A lovely tribute to Reno. Reno's story was one of the first ones I read when I joined the forum and he was such an inspiration. A beautiful gentle boy that will never be forgotten on this forum. Sending you and his brothers a big hug, they must be missing him so much.
He will always be watching over you all.


----------



## Allan's Girl (Apr 16, 2009)

I don't know what to say. Every time I read a post on Reno I end up bawling my eyes out. I'm so sorry Laurie.


----------



## goldensrbest (Dec 20, 2007)

It is so sad we have to lose them, i wish they lived longer, you speaking of when he left, when the vet was there, we to had the vet come to the house for spencer,it was so calm him leaving.


----------



## Nath (May 12, 2011)

Laurie, Thank you for letting us be a part of his journey the last 17 months, not to mention letting Reno have a part of our heart. He went to the bridge with so much love surrounding him. He was and will always be a champion in my mind.


----------



## SandyK (Mar 20, 2011)

Beautiful tribute for such an amazing boy!! He was such a hero to me fighting hemangio the way he did. I will miss him, but I hope he is running and having fun at the bridge with Phoenix. He will live in your heart forever!!


----------



## CarlosW9FE (Jul 17, 2012)

I am so sorry to hear about the loss of Reno. I'm sitting here on the bus going to work with tears in my eyes as i read through your tribute to your special boy. 

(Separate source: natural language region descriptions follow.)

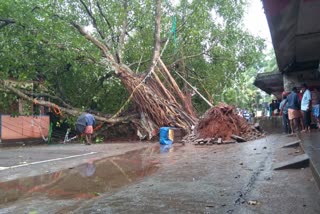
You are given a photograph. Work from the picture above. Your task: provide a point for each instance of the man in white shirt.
(306, 107)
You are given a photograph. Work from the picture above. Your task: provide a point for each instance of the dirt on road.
(234, 178)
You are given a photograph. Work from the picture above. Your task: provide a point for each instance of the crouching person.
(85, 125)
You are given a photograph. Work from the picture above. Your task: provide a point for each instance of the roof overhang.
(295, 31)
(271, 83)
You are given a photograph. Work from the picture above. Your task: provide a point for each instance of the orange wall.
(24, 127)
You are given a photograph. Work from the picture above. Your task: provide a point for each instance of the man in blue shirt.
(293, 105)
(284, 111)
(84, 125)
(306, 107)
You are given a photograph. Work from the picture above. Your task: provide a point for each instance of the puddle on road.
(85, 181)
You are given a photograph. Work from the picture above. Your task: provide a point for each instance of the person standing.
(316, 106)
(306, 107)
(294, 114)
(84, 125)
(284, 111)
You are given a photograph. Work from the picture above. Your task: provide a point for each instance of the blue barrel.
(164, 136)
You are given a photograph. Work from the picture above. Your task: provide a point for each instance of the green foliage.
(42, 46)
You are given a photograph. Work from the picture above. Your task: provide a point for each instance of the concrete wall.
(23, 127)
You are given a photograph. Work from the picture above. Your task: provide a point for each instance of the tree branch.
(6, 21)
(94, 21)
(72, 111)
(49, 96)
(119, 68)
(123, 32)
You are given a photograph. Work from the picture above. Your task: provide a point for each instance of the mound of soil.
(221, 122)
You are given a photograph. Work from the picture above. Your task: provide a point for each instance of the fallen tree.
(221, 124)
(157, 106)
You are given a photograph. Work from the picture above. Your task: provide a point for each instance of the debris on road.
(221, 125)
(253, 202)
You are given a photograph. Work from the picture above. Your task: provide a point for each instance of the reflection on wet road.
(85, 181)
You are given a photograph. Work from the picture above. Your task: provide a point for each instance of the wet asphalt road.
(234, 178)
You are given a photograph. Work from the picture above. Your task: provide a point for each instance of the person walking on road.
(316, 107)
(284, 112)
(85, 125)
(306, 107)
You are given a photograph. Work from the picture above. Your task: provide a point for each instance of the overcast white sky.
(256, 22)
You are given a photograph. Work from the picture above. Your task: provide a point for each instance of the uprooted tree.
(121, 31)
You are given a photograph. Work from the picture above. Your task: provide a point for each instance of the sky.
(255, 21)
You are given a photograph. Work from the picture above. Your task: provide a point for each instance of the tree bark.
(156, 47)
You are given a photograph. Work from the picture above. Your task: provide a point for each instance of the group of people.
(296, 109)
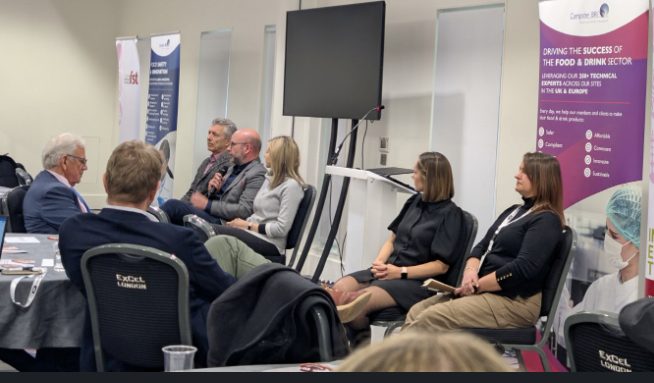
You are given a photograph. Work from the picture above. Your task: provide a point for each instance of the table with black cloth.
(56, 316)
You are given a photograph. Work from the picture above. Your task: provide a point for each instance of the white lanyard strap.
(36, 282)
(504, 223)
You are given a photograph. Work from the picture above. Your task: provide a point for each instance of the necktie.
(80, 201)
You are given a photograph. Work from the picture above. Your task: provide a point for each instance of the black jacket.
(262, 319)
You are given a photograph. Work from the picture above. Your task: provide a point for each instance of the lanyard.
(504, 223)
(36, 282)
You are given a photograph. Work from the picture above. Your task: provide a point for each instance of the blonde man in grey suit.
(230, 195)
(219, 136)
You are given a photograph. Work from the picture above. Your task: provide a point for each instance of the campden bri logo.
(603, 12)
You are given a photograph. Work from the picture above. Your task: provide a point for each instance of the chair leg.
(543, 359)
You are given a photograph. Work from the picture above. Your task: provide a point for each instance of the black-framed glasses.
(82, 160)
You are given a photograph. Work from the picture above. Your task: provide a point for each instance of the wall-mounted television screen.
(334, 61)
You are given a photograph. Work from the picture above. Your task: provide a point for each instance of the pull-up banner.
(591, 107)
(129, 89)
(161, 124)
(591, 116)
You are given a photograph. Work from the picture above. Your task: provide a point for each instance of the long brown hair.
(284, 160)
(544, 172)
(437, 177)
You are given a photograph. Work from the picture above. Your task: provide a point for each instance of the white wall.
(59, 74)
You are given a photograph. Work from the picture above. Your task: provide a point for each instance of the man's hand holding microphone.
(199, 200)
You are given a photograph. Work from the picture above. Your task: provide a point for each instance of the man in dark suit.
(52, 198)
(218, 139)
(131, 181)
(232, 195)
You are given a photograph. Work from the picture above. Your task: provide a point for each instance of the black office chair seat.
(389, 314)
(390, 317)
(525, 335)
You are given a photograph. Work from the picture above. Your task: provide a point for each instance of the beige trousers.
(487, 310)
(233, 256)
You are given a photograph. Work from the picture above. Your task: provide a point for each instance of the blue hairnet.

Run free and play hard dear Reno. There are many Bridge friends that will take care of you now. You are sadly missed by everyone.


----------



## CarlosW9FE (Jul 17, 2012)

i am so sorry to hear about Reno.


----------



## Buddysmyheart (Dec 28, 2011)

We will all remember sweet Reno. Another angel in heaven! Feeling your pain and sadness, I pray for comfort and peace for you and your family. HUGS


----------



## Sweet Girl (Jun 10, 2010)

I've been thinking about you so much the past week. Thinking about how sad you must be feeling. What a hard time. I, too, cried at your post today. 

You know I had a special place in my heart for Reno. I loved his sweet face. He'll never really be gone from here. 

Sending you hugs.


----------



## monarchs_joy (Aug 13, 2011)

Oh Laurie, I'm so sorry. This is the first I've been on GRF in a few weeks. My heart is so heavy for you and your family. You an Reno are an inspiration to all. May Reno run fast and free at the bridge with Phoenix. RIP


----------



## Buddy's mom forever (Jun 23, 2011)

I have such a hard time reading your post, and I did it couple times crying. After so many months I still miss my Buddy like it was yesterday and for you it was yesterday. There will be snowy winters and hot summer days and on each and any you will find something to remind you on your loss and bring you to tears. Some days you will be proud, some days you will be sad, some days you will feel his presence but will never stop thinking of him and missing him. Hugs.


----------



## HolDaisy (Jan 10, 2012)

Thinking of you, and hope that you're doing okay


----------



## Shalva (Jul 16, 2008)

I don't know quite how I missed this but I am so sorry to hear of Reno's passing...


----------



## Deber (Aug 23, 2011)

Laurie, I am a coward and though I saw your post on Reno, I just couldn't answer. Brought back my two non goldens I sent to the Bridge last year and the hole in my heart hasn't closed. I read your post today and knew I must share in your pain. Many, no,,,probably all of us has been there before. I want you to know Reno and his journey was very special. Your good words brought it home and we could feel your love and sadly your pain. With you girlfriend! 

Reno, you were so very loved and meant a lot to the GF family. You will not be forgotten, but now you can truly be at peace. Laurie, I wish I could give you a hug. He was something special and will be missed. We never have them long enough.
Deb


----------



## Doug (Jul 17, 2010)

Still sending positive healing energy to Laurie and Reno during this difficult new chapter. Even though you may not see Reno by your side I hoe that you are allowing yourself to still feel his eternal love and loyalty.


----------



## coppers-mom (Jan 9, 2009)

Deber said:


> Laurie, I am a coward and though I saw your post on Reno, I just couldn't answer.
> I want you to know Reno and his journey was very special. Your good words brought it home and we could feel your love and sadly your pain. With you girlfriend!
> 
> Reno, you were so very loved and meant a lot to the GF family. You will not be forgotten, but now you can truly be at peace. Laurie, I wish I could give you a hug. He was something special and will be missed. We never have them long enough.
> Deb


I know that when I saw that Reno had passed, I quickly left the forum and I don't remember if I did manage to post for you.

I am so very sorry and so wish he was still here happy and healthy. I know I only knew Reno in cyber space, but I feel like I too lost a dear, dear friend.:smooch:

Hugs and prayers for peace for you, but it sure does hurt a lot for a long time.


----------



## C's Mom (Dec 7, 2009)

Laurie, haven't been on this board for a while and just found out that Reno passed away. I am so sorry and send you and the boys much strength. He was a great dog.


----------